Cropley meets Capri: First ride in Ford's new headline-busting EV
Published
New Ford Capri impresses during a Goodwood sprint - and why shouldn't it wear a badge we recognise?
At 10am on Saturday morning I slid into the semi-sporting front passenger seat of a new Ford Capri EV, the already controversial coupe-SUV the company launched a few days ago and wants to sell in healthy numbers beside its sibling, the Explorer.
The car was extremely noticeable in the yellow hue the company has clearly chosen as its launch colour, and to my eye it looked great. Big and tall — which is the cause of the controversy — but great. Roomy inside, too, just like the Explorer, with a minimum of showy architecture but a practical, quality feel. Very Fordish.
The task was to drive as fast as possible up the Goodwood Festival of Speed hillclimb, and my driver was the kind of bloke who’s perfect for the job: well-known stunt specialist and former auto test champ Paul Swift, well accustomed to performing at a high level in front of crowds without “dropping it” as someone had inconveniently done the previous day in a Lotus Evija.
Swift’s plan was to do a timed run this time (yesterday’s with football “icon” Eric Cantona aboard had been a bit more of a Friday drive). The plan was to bust 70 seconds, which would be very brisk, even for a 335bhp 4WD EV with 402lb ft of torque on tap. I hadn’t the heart to tell Paul, but for this errand he probably should have chosen a passenger who hadn’t had quite so many breakfasts. Still, he did his best to compensate by driving this thing as hard as it would go.
On the green signal our Capri erupted out of the blocks as abruptly powerful EVs tend to do, but with nary a squeak from the four driven tyres. We bolted up the start-line straight until I was starting to wonder, in the jaws of that first, fast right-hander (overseen by tens of thousands of eyes) whether we’d get around it. We did. Our cornering pic shows a bit of well-contained body roll; Swift's hands on the steering wheel displayed the car’s impressive handling neutrality. The stability I could feel through the seat of my own pants.
Onward we sped, and it was a breeze. The car was quiet and quick. It stayed in line (which didn’t please my driver, who’s used to oversteer he can provoke with a big lever to a powerful hydraulic handbrake). We also avoided two wheels, another Paul Swift speciality.
In fact, the car felt planted, docile and quick. On the last section of the climb, and on the way back, I remembered to clock the ride quality, which some will know is an obsession of mine in EVs.
Using only a few roadside ruts and surface ridges for judgement, this Capri seemed to have the makings. It seemed supple, quiet over bumps and (as far as I could tell from being a passenger for the grand total of 1.16miles frenetic miles) very promising. But I decided there and then I’ll want to do plenty of driving in this car for pleasure, especially since they’re promising a range of around 350 miles on a charge.
Naturally, on the Paul Swift ride, the already rampant that’s-never-a-Capri controversy raised its head.

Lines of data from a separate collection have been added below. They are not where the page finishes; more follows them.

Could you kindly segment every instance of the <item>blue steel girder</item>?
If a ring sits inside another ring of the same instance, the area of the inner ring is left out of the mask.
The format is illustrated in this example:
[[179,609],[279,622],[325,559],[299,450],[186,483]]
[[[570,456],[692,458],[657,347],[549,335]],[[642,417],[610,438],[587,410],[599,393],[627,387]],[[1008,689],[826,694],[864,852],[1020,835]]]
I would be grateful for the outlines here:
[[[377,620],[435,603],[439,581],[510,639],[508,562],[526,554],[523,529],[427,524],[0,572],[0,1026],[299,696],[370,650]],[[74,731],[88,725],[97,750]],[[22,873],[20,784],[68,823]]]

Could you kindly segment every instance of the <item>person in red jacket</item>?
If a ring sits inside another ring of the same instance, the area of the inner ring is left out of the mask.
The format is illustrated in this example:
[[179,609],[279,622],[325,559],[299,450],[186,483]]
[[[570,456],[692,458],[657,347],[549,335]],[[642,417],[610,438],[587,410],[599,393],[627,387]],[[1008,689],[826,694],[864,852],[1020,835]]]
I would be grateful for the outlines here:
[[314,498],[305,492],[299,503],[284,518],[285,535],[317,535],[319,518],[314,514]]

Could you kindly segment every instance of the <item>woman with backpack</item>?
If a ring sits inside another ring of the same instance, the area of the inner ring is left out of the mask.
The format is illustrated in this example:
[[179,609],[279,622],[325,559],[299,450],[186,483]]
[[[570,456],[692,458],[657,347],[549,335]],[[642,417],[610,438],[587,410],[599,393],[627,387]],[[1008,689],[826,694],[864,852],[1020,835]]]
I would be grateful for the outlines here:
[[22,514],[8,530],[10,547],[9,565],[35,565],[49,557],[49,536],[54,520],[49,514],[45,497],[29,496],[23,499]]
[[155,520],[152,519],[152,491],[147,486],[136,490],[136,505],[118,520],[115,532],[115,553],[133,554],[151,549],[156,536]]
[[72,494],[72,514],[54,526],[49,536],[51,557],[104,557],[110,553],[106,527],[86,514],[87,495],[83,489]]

People kept poking their heads into our windows to tell us so.
My view: of course it’s a Capri. Ford can call it what they like. And they’d never have raised so much consciousness of a simply styled, nicely proportioned car any other way.
We’ll get used to it soon, as we already have with Explorer and Mustang Mach-E. The complainers won’t be the target buyers (I can say this because Ford won’t) so what they think hardly matters.
If there was a mis-step, it might have been the advertising promise that The Icon was returning. It isn’t. This is a different, much bigger car with a pleasantly familiar name.
And none the worse for that. Ford is sensibly simply sweating its assets, to make and sell a successful European EV. And to judge from a one-mile passenger ride (which isn’t much, but it’s much better evidence than the average armchair critic) I’d say they deserve a rousing success.